(I should point out that this rumor didn’t quite pan out immediately. It looks like the Marlins are willing to deal Pierre, but are weighing from whom they can get the best package in return.)
Good news! Juan Pierre has been traded to the Cubs. Crazy that I’d consider this news to be good, eh?
The Cubbies gave up three prospects for the lead-off worthy centerfielder, suggesting that Chipper Jones’ salary deferments were enough to allow the Braves to make Rafael Furcal an offer too good to refuse.
I’d rather face the Cubs leading off with Pierre than with Furcal this season. I’ll also go out on a limb and prognosticate that Juan Encarnacion will have a significantly better season (wherever he lands) than Pierre does in Chicago.
This leaves me two limbs from the trunk. A leaf. Or something.
Happy birthday to my wee sis, yesterday. She woke up at 4:30am, shortly after I’d gotten home from the Casinoes. I’m not a gambler, but I won $70 screwing around with quarter slots. Let me rephrase: I’m not a gambler, so I would have won $250 playing quarter slots. I was playing the minimum bet, and the rules of the machine I sat down at only paid out for bars on a quarter bet. So I’d had three sevens land on the line twice before pointing out to my pals that something was fishy. Of course, had I been playing full bets, I’d have spent all my money in too few turns to win the big money, eh? Gambling is entertainment, not investment.
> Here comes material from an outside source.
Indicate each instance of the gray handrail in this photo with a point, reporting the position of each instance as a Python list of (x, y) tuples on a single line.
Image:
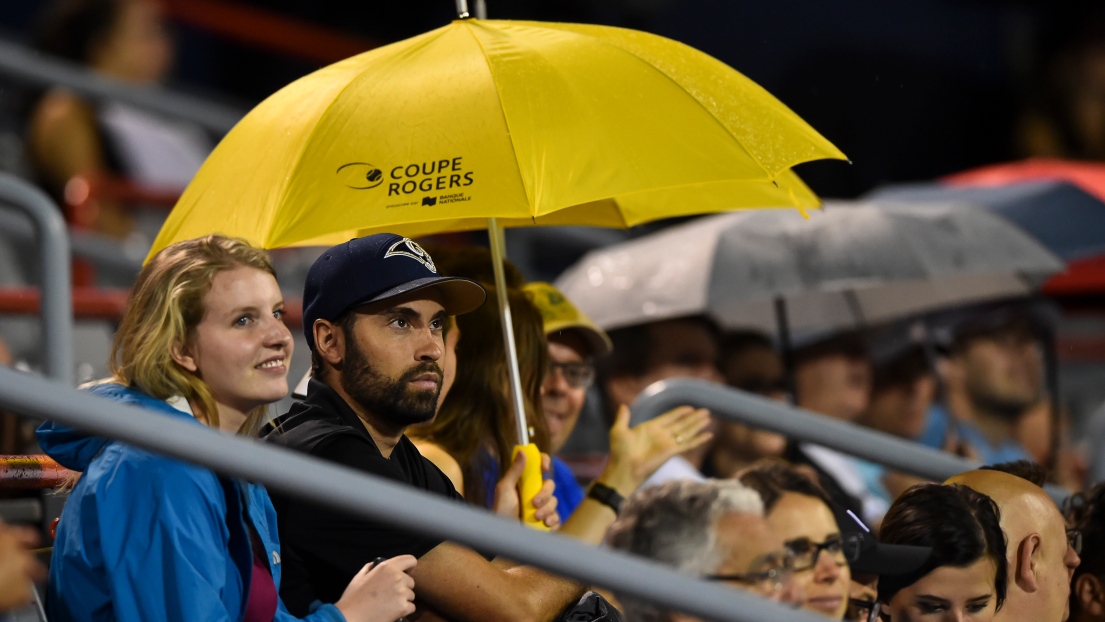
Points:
[(35, 67), (102, 251), (380, 499), (793, 422), (56, 283)]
Or as Boomhauer said on an episode of King of the Hill replayed tonight on F/X: “Money’s like the wind man… You don’t fill it if it ain’t movin’.”
All’s I’m saying is don’t expect money to be a sail, when you’re gambling. More like a sled. A sled on a hill deliberately planted with trees such that sledders would run into them. It’s a fun ride, but if you should happen to come out at the bottom with a smile on you face and now flesh missing, you were a lucky one, eh?
Oh Yeah: I saw the end of the Illinois game. It wasn’t on TV here, so all I had was the ESPN2 ticker to go by; later, I saw just a replay of the last minute desperation shot by Wichita State that left the player’s hands too late but went in the basket. Mark Tupper filled in some of the details for me.